Around noon I started feeling dizzy.  And I got mad at God... REALLY, REALLY MAD.  I just cried out, "God, why?  Tell me why?  What could your purpose possibly be for making me sit home feeling so dizzy while my family goes swimming, grilling and fire-working without me?  It makes NO SENSE!  It's ridiculous.  There are so many deadbeats who can't care less what their children and spouses are doing.  I WANT to be with my family.  I don't understand!  What could you possibly be doing in this?"  I was begging God to show me, just give me a glimpse of His plan b/c I cannot understand it!  I laid in bed because I was so tired and dizzy.  And I felt Him say, "It's because I need you to be content in ANY circumstance.  I don't need you to be content if you can be with your family.  I need you to be content if it's my plan for you to stay home alone again."  This verse came to mind as I drifted off to sleep:

Paul said, "I have learned to be content whatever the circumstances." ---Philippians 4:11

I woke up around 2:00 - one hour till swim time.  I felt a little better but I never really know until I get out of bed and start moving around.  Before I got up, I prayed, "God, if I am well enough to go, thank you.  Give me confirmation that I can go.  Let me get up and feel good and not be indecisive about how I feel (physically).  And if you don't want me to go, give me the peace to be home and be content."

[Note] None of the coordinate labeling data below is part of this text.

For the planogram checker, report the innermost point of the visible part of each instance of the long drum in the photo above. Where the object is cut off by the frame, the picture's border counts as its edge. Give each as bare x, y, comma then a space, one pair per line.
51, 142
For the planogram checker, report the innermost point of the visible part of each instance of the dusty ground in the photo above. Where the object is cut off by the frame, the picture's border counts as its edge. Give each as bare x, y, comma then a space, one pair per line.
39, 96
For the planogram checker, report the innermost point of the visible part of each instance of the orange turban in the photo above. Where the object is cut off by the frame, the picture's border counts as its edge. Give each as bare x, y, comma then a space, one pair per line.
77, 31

I got up and felt better.  At 3:15 we headed to our friends.  I swam, I fixed my kids' hot dogs, I talked with friends, at one point someone said something so funny I laughed like I haven't in months (Jonathan said it was so awesome to hear me laugh), I ate a delicious hamburger and then Jonathan drove me home.  He and the kids swam for a little while longer, came home, changed and went out till 10:00 watching fireworks. 

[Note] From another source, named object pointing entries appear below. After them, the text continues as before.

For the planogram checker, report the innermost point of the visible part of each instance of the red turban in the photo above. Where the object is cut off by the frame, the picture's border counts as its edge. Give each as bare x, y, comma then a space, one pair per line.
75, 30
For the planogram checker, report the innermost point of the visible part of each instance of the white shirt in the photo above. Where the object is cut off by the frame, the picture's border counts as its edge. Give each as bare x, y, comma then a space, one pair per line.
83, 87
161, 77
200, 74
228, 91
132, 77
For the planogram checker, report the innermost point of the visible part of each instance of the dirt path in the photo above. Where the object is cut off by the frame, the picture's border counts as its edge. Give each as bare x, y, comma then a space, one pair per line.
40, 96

I was soooooooooooooooooooo excited.  And I feel like God had to get me to the place of not being able to go so that He could reveal some of His purpose to me.  He didn't owe me that.  He's God.  His plans and ways are bigger and higher (Isaiah 55), but He chose to give me a glimpse, some confirmation that He does have purposes for everything that I'm going through.

It's still a roller-coaster.  I will continue to have "David-moments" - it's the nature of the disease and the season that I'm in. 

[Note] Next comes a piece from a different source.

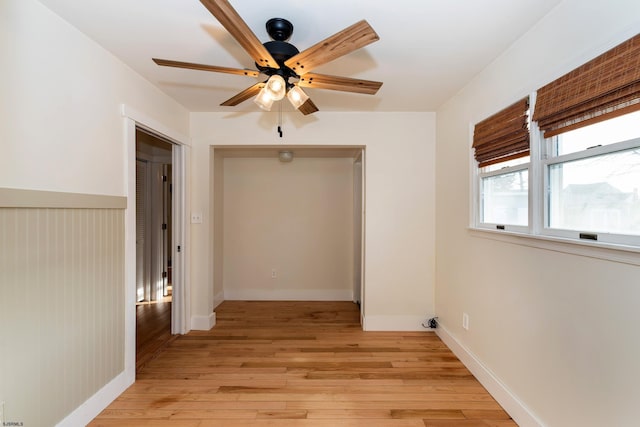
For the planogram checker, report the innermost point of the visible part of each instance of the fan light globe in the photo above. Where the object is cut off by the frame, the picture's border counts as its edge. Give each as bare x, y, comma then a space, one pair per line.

Yesterday, I Fed-Ex'd a HUGE package of paperwork to the Mayo Clinic; it will arrive there this morning.  I was told that a doctor will review it "in his spare time" and determine my course of action so that my visit there is mapped out and efficient.  I was told that's why the process can take 4-6 months.  Please pray together with me that the paperwork will get in the right hands quickly, move through the system quickly and that I can get an appointment without waiting 4-6 months.  I am willing to hang on and not do anything until I get an opinion from the doctors at Mayo, but 4-6 months more of this seems unbearable if I think of it today. 

THANK YOU for all of your love and support.  And thank you for giving me your input on what YOU would do in this situation.  Just so you all know, most people (almost all) said they would exhaust every least invasive procedure/process they could before doing anything more severe.  And that's what I had pretty much decided and what I'm content with... for TODAY anyway!